Это значит, что я с равным правом могу сказать: литература, письмо или текст. Силы свободы, заключенные в литературе, не зависят ни от гражданской личности, ни от политической ангажированности писателя (который, в конечном счете, есть всего лишь человек среди многих других), ни даже от направленности его произведений, но от той работы по смещению, которую он производит над языком: с этой точки зрения, Селин не менее важен, чем Гюго, а Шатобриан чем Золя. Здесь я имею в виду ответственность формы; эта ответственность, однако, не может быть оценена при помощи идеологических критериев; вот почему, собственно, науки об идеологии всегда могли так мало сказать о ней. Я хочу назвать здесь три таких силы, обозначив их тремя греческими терминами: Матесис, Мимесис, Семиосис.

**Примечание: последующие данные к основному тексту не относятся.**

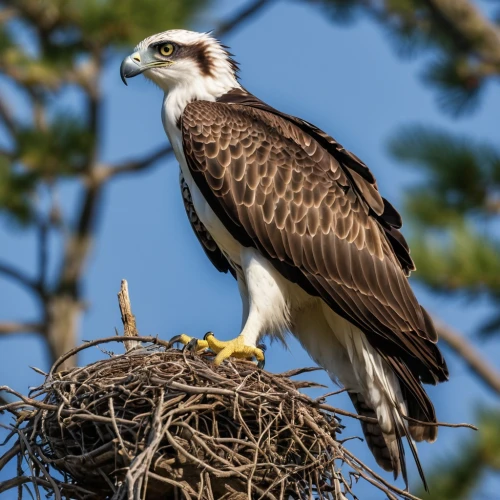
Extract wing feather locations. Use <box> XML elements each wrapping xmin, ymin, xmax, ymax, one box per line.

Литература заключает в себе много разнообразных знаний. В таком романе, как "Робинзон Крузо", содержится историческое, географическое, социальное (колониальное), техническое, ботаническое, антропологическое (Робинзон совершает переход от природы к культуре) знание. Если бы в результате некоего извращения социализма или эксцесса варварства из преподавания потребовалось исключить все предметы, кроме одного, то оставить следовало бы именно литературу, ибо в любом литературном произведении присутствуют все науки разом. В этом смысле можно сказать, что литература - каковы бы ни были школы, от лица которых
551
она выступает, - является абсолютно, категорически реалистичной: она и есть реальность, точнее, самый свет реальности. Будучи в данном отношении поистине энциклопедичной, литература, однако, вовлекает все эти знания в своего рода круговорот, она не отдает предпочтения ни одному из них, ни одно из них не фетишизирует. Она отводит им как бы косвенное место, но эта-то косвенность и драгоценна. С одной стороны, она позволяет намекнуть на потенциальные виды знания, еще не предугаданные, не возникшие: литература работает как бы в пустотах, существующих в теле науки, она всегда либо отстает, либо опережает последнюю; она подобна Болонскому камню, ночью испускающему свет, поглощаемый днем, и этим своим вторичным свечением встречающему каждую новую зарю. Наука груба, жизнь же соткана тонко, и литература так важна для нас именно потому, что позволяет заполнить зазор между ними. С другой стороны, знание, мобилизуемое литературой, ни в коем случае не является ни полным, ни окончательным; литература не заявляет, будто знает нечто, она лишь говорит, что знает кое о чем или - лучше - что она кое-что знает - знает о людях очень и очень много. То, что ей известно о людях, можно было бы обозначить как гигантское языковое месиво, над которым они трудятся и которое трудится над ними самими - тогда, например, когда литература воспроизводит все многообразие человеческих социолектов или когда, отталкиваясь от этого многообразия, которое она ощущает как языковую распрю, литература пытается выработать некий предельный язык, нулевую степень социолектов. Именно потому, что литература не просто использует язык, но как бы выставляет его на всеобщее обозрение, она вовлекает знание в нескончаемую работу некоего рефлексивного механизма, где знание, с помощью письма, безостановочно размышляет о самом знании, хотя делает это уже не по законам эпистемологического, а по законам драматического дискурса.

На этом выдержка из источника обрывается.